The other day one of my wingmates and I participated in some dirty laundry action. He accidentally left his clothes in the dryer for five minutes after time had expired. Running back to check on his scrubs, he was met with a dirty floor decorated with his Nike tees and collection of mustard yellow pants. In retaliation, he opened back up the same dryer and threw in a prize of five complimentary slices of cheese.

I laughed, but I assure you the person with the cheesy clothes did not. The college laundry room is a war zone, and if only President Bush knew about this, he would definitely try liberating it from the evil-dryers.

The fact that the other guy took out my friends' clothes wasn't the awful part - it was the fact that he junked it on the soiled floor. Only God knows what sorts of diseases are on those floors; my hand touched a laundry floor once and four moles popped up.

If the other guy had simply been civilized and thrown my friend's clothes on to the nearby table, everything would have been dandy.

But no, the monkey made it a point to go back into the third grade and act jerkish.

Since when did doing the laundry become "Operation: Protect My Sweet Clothing?" There are too many impatient and intolerant individuals who show a complete disregard of other people's feelings and property.

Some punks steal people's clothes while others just throw it around the laundry room. Either instance is a horrible occurrence.

I had a personalized jersey stolen from one of my dryers. Now some person out there is wearing my name and using it to be cool.

That is not awesome.

Doing the laundry has been malformed from a simple, smooth errand to a task that takes up miles of energy and bullying. Being nice in the laundry room will get a person nowhere.

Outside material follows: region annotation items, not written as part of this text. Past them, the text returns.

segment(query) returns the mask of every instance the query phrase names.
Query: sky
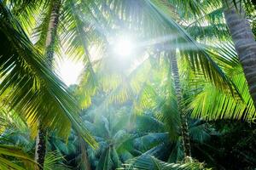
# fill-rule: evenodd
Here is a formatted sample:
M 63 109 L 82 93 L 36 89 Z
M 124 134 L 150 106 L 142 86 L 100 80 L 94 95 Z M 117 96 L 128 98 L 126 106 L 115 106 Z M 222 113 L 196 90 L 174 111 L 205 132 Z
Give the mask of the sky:
M 83 68 L 82 62 L 74 61 L 67 56 L 61 60 L 56 59 L 55 72 L 67 86 L 79 83 Z

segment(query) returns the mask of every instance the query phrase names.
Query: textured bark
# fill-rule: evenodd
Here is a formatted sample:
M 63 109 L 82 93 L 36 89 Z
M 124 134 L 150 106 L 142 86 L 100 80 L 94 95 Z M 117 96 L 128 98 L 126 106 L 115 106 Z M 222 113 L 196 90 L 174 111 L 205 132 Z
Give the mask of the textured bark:
M 256 42 L 240 1 L 224 1 L 224 17 L 256 106 Z
M 56 33 L 60 18 L 61 0 L 53 0 L 51 5 L 50 18 L 45 41 L 45 55 L 49 67 L 53 67 L 54 49 L 56 40 Z
M 189 140 L 189 126 L 188 126 L 186 114 L 184 113 L 184 111 L 183 111 L 183 99 L 182 89 L 180 86 L 177 57 L 174 52 L 170 53 L 170 61 L 171 61 L 171 67 L 172 67 L 172 76 L 173 76 L 174 88 L 175 88 L 177 102 L 177 110 L 181 119 L 181 135 L 183 139 L 183 147 L 184 150 L 184 160 L 190 161 L 191 149 L 190 149 L 190 140 Z
M 50 18 L 45 41 L 45 56 L 50 69 L 53 69 L 54 49 L 59 23 L 60 8 L 61 0 L 53 0 L 51 2 Z M 46 154 L 46 130 L 39 128 L 38 135 L 37 137 L 35 160 L 39 164 L 40 170 L 44 169 L 44 157 Z
M 46 153 L 46 131 L 39 128 L 36 142 L 35 160 L 39 165 L 39 169 L 44 169 L 44 157 Z

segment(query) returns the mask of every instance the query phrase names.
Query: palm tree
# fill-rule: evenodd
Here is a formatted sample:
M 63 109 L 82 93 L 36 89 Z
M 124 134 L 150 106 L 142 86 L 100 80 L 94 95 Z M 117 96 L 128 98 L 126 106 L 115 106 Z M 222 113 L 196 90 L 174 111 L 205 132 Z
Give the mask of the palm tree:
M 66 133 L 67 136 L 67 132 L 70 129 L 70 122 L 72 122 L 78 132 L 84 133 L 83 138 L 84 139 L 86 138 L 87 139 L 90 139 L 89 140 L 93 144 L 94 140 L 88 135 L 87 131 L 82 130 L 79 125 L 79 116 L 72 114 L 78 112 L 79 108 L 76 107 L 75 101 L 69 93 L 65 90 L 67 87 L 48 69 L 49 65 L 42 62 L 44 59 L 38 51 L 32 47 L 20 25 L 12 16 L 6 6 L 2 2 L 0 5 L 1 21 L 3 23 L 1 26 L 1 40 L 3 43 L 9 44 L 8 49 L 1 50 L 1 56 L 3 57 L 1 61 L 3 65 L 1 67 L 1 71 L 3 71 L 3 77 L 4 77 L 1 83 L 1 93 L 4 96 L 5 103 L 11 108 L 15 108 L 17 112 L 23 114 L 21 116 L 26 117 L 33 128 L 36 127 L 38 121 L 40 122 L 40 128 L 43 127 L 56 128 L 57 124 L 61 122 L 62 122 L 61 124 L 67 122 L 65 123 L 66 128 L 65 126 L 61 128 L 59 126 L 62 128 L 59 129 L 60 134 L 64 135 Z M 57 3 L 53 3 L 53 5 L 57 6 Z M 46 41 L 46 54 L 49 60 L 53 57 L 53 37 L 55 36 L 55 31 L 56 30 L 53 29 L 51 26 L 56 21 L 55 18 L 56 10 L 56 8 L 52 10 L 51 21 L 49 22 L 50 29 L 48 31 L 48 41 Z M 16 37 L 11 35 L 16 35 Z M 9 58 L 10 56 L 12 58 Z M 12 63 L 16 64 L 12 65 Z M 13 87 L 14 92 L 7 94 L 11 87 Z M 44 105 L 43 100 L 48 100 L 47 99 L 50 99 L 51 102 Z M 42 111 L 45 111 L 45 113 L 40 115 Z M 52 115 L 52 112 L 55 114 Z M 51 117 L 49 115 L 52 115 Z M 55 119 L 55 117 L 58 118 Z M 50 118 L 52 119 L 50 120 Z M 64 133 L 63 129 L 65 128 L 67 131 Z M 39 139 L 41 142 L 38 142 L 40 144 L 39 151 L 37 153 L 42 155 L 42 156 L 38 156 L 38 160 L 41 165 L 40 168 L 43 168 L 44 153 L 45 153 L 44 133 L 41 133 Z
M 256 42 L 252 28 L 246 19 L 241 1 L 224 1 L 224 17 L 230 31 L 239 60 L 249 86 L 250 94 L 256 105 L 256 88 L 254 85 L 256 73 Z
M 173 74 L 173 82 L 174 82 L 174 89 L 177 97 L 177 110 L 180 115 L 181 119 L 181 133 L 183 138 L 183 147 L 184 150 L 184 159 L 189 161 L 191 159 L 191 149 L 190 149 L 190 141 L 189 141 L 189 128 L 187 122 L 187 115 L 183 110 L 183 94 L 180 85 L 180 77 L 178 73 L 178 67 L 177 64 L 177 57 L 176 52 L 170 54 L 170 62 L 172 65 L 172 71 Z

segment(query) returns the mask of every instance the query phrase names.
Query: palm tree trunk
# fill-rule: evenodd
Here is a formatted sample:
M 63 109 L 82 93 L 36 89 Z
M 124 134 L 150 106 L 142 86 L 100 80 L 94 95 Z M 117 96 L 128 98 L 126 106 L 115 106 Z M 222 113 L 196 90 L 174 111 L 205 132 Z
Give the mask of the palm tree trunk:
M 189 134 L 189 126 L 187 122 L 187 116 L 184 111 L 183 111 L 183 94 L 180 86 L 178 67 L 177 64 L 177 57 L 175 52 L 170 53 L 170 62 L 172 71 L 173 81 L 174 81 L 174 88 L 177 102 L 177 109 L 181 119 L 181 135 L 183 139 L 183 147 L 184 151 L 184 161 L 191 160 L 191 149 L 190 149 L 190 140 Z
M 256 106 L 256 42 L 240 0 L 223 2 L 224 17 Z
M 53 59 L 55 43 L 56 39 L 57 27 L 60 17 L 61 0 L 53 0 L 50 6 L 50 18 L 45 42 L 45 56 L 50 69 L 53 69 Z M 47 132 L 39 125 L 38 135 L 37 137 L 35 159 L 39 164 L 39 169 L 44 169 L 44 156 L 46 154 L 46 136 Z
M 46 131 L 42 128 L 38 129 L 36 140 L 35 160 L 39 165 L 39 169 L 44 169 L 44 157 L 46 154 Z

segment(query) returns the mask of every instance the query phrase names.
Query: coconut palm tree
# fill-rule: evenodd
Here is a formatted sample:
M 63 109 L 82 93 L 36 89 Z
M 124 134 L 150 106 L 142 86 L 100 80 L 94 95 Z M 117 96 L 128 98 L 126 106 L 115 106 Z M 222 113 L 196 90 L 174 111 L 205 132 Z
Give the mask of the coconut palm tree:
M 256 88 L 253 84 L 256 77 L 254 71 L 254 60 L 256 58 L 255 36 L 246 19 L 241 1 L 236 1 L 236 6 L 234 4 L 234 1 L 230 0 L 224 1 L 223 4 L 225 20 L 239 56 L 239 60 L 241 63 L 249 86 L 250 94 L 255 105 Z

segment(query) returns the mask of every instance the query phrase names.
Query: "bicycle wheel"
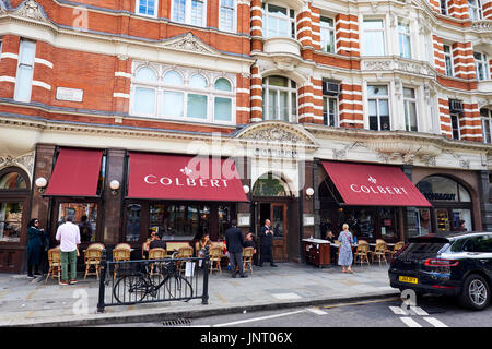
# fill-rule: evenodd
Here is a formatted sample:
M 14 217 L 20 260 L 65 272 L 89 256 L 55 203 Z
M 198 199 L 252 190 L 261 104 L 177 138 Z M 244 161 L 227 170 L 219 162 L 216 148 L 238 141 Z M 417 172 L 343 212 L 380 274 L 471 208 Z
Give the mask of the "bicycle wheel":
M 126 275 L 113 286 L 113 296 L 118 303 L 138 303 L 148 293 L 148 282 L 141 275 Z
M 180 275 L 169 276 L 164 284 L 164 289 L 169 299 L 188 302 L 194 297 L 191 284 Z

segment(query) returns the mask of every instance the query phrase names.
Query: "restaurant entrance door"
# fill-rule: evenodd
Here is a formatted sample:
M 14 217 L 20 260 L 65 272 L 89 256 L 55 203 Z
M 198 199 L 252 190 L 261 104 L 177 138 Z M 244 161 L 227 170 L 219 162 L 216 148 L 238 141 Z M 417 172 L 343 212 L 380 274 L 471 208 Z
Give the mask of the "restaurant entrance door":
M 273 230 L 272 254 L 273 261 L 286 262 L 288 255 L 288 204 L 257 202 L 257 234 L 265 225 L 266 219 L 270 219 Z

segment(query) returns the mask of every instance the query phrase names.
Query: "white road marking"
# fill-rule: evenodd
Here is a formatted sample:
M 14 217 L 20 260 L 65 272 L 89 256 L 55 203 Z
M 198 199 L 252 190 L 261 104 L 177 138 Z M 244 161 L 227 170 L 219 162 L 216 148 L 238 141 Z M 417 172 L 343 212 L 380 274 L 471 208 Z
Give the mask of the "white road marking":
M 238 325 L 238 324 L 245 324 L 245 323 L 251 323 L 255 321 L 262 321 L 262 320 L 269 320 L 269 318 L 276 318 L 276 317 L 282 317 L 282 316 L 289 316 L 289 315 L 294 315 L 294 314 L 298 314 L 298 313 L 303 313 L 306 310 L 300 310 L 296 312 L 290 312 L 290 313 L 283 313 L 283 314 L 276 314 L 276 315 L 270 315 L 270 316 L 261 316 L 261 317 L 254 317 L 254 318 L 247 318 L 247 320 L 241 320 L 241 321 L 235 321 L 232 323 L 225 323 L 225 324 L 215 324 L 212 325 L 212 327 L 225 327 L 225 326 L 232 326 L 232 325 Z
M 400 320 L 408 326 L 408 327 L 422 327 L 421 324 L 419 324 L 417 321 L 414 321 L 411 317 L 400 317 Z
M 326 315 L 327 314 L 327 312 L 324 312 L 323 310 L 317 309 L 317 308 L 306 308 L 306 310 L 308 310 L 312 313 L 318 314 L 318 315 Z
M 442 323 L 435 317 L 424 317 L 424 320 L 434 327 L 448 327 L 446 324 Z

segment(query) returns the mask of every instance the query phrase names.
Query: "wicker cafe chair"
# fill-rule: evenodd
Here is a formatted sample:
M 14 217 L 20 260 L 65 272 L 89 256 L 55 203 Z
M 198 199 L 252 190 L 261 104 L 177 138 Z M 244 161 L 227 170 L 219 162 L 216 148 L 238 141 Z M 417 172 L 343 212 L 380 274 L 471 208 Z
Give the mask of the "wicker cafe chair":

If an individual wants to wash and dry their clothes in the same day, the best bet is to bring a baseball bat into the room and wear an eye patch. Too often do individuals compete over a machine, which usually ends with the feistier of the two taking over the laundry kingdom.

The niceness stops once a person steps foot into the infamous laundry room. No one ever offers for another person to go ahead of them. And there is no such rule as "calling dibs" on a certain machine after someone else is done. If you aren't there waiting bat in hand, you might as well go home.

I am calling for all individuals to take a chill pill (that does not mean ecstasy) before heading on down to the local laundromat because there really is no need to throw oneself into a whirl of anger and irritation over washing clothes.

Sure, everyone wants to get their chores done fast, and I want Jessica Simpson to wash my car in a bikini. The point is that we can't always have what we want. Life is too short to be a jerk. As my friend Van Wilder once said, "Don't take life too seriously. You'll never get out alive."